I know the dogs love playing food puzzle games but I’m actually not sure who has more fun, me thinking up new ways to amuse the dog or the dog playing with my latest creation.
DIY Dog Food Puzzles
In this blog series I’m covering some of the food puzzle toys I’ve made to feed foster dog Wonder Dawg Moxie’s mind and instincts ((BTW I make up a lot of pet names for the dogs in my care, you’ll get used to it.). Note: All of these toys contain Miss Moxie’s regular kibble with the odd bonus prize treat, especially when she starts getting bored with a particular toy. She gets approximately 30% of her meals this way with the remainder split between her bowl and more interactive training/learning games.
In addition to paper food puzzles I’ve pressed all manner of containers into service as dog food puzzle games, from the clam shell containers my salad or berries came in, to plastic bottles of various shapes. Vitamin bottles (always rinsed, of course), contact lens solution bottles with the cap popped off, wide mouth juice bottles…you name it.
Moxie, aka Moxie Roller (sung, along to the tune of Roxy Roller) likes these just as much if not more than the puzzles I’ve purchased, possibly in part because I don’t actually care that she chews them as part of the game.
In fact, sometimes the customization Moxie Sox has done on plastic bottles makes it harder for the kibble to come out which ends up keeping her busier, longer. Anything that makes a dog work harder, think harder, and satiates their instinctive needs also helps tire them out, so I’m all for it.
Unlike paper toys, the plastic toys are generally good for longer use. They do get a bit boring so I try to mix and match a little to keep things interesting, as well as add a couple of extra tasty bonus treats. In the beginning I helped Moxie figure out that chewing the bottles to shreds wasn’t how the goodies came out.

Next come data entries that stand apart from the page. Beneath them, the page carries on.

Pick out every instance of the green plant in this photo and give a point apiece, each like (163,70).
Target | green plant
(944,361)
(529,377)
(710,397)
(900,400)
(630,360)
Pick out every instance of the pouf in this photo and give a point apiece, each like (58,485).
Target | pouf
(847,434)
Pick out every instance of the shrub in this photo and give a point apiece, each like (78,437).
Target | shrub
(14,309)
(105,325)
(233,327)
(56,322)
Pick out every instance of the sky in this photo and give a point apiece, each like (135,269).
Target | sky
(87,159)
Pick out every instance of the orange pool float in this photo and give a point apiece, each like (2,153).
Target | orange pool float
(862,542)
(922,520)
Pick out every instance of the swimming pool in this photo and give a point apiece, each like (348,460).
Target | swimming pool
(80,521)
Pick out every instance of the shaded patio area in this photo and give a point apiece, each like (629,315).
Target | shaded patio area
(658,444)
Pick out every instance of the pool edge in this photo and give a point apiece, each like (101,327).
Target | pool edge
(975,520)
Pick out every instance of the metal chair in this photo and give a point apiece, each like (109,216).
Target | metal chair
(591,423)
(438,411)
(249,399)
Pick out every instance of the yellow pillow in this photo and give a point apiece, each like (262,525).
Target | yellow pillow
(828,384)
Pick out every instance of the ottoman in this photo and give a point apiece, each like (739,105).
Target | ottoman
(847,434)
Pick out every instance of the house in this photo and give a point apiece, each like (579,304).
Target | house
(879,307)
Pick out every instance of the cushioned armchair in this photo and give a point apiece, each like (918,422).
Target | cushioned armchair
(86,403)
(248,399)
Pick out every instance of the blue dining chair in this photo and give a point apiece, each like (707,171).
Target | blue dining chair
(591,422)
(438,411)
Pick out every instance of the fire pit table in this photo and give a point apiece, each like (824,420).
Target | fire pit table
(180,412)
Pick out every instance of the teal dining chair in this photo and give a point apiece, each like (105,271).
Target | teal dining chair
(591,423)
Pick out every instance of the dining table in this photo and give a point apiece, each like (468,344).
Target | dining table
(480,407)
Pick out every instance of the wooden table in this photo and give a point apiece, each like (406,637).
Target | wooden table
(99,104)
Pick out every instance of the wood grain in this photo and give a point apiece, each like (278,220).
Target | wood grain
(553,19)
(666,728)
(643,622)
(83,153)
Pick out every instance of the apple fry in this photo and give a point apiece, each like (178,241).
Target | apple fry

Using a clicker to reinforce when she tried things other than chewing and also interrupting her when she started to get serious with the chewing, Miss Moxie quickly figured out that rolling and/or picking up and dropping the bottles got her the food inside without her completely destroying them.
The kibble does tend to get spread around a bit with bottles that have wider openings, but then it becomes a game of Find It, which she loves. Also, with the softer plastic, if I leave the bottles lying around Moxie will sometimes “customize” them when bored. No harm done, this often makes them more challenging. I don’t want her chewing off bits she could swallow so I try to keep them out of reach when not being played with.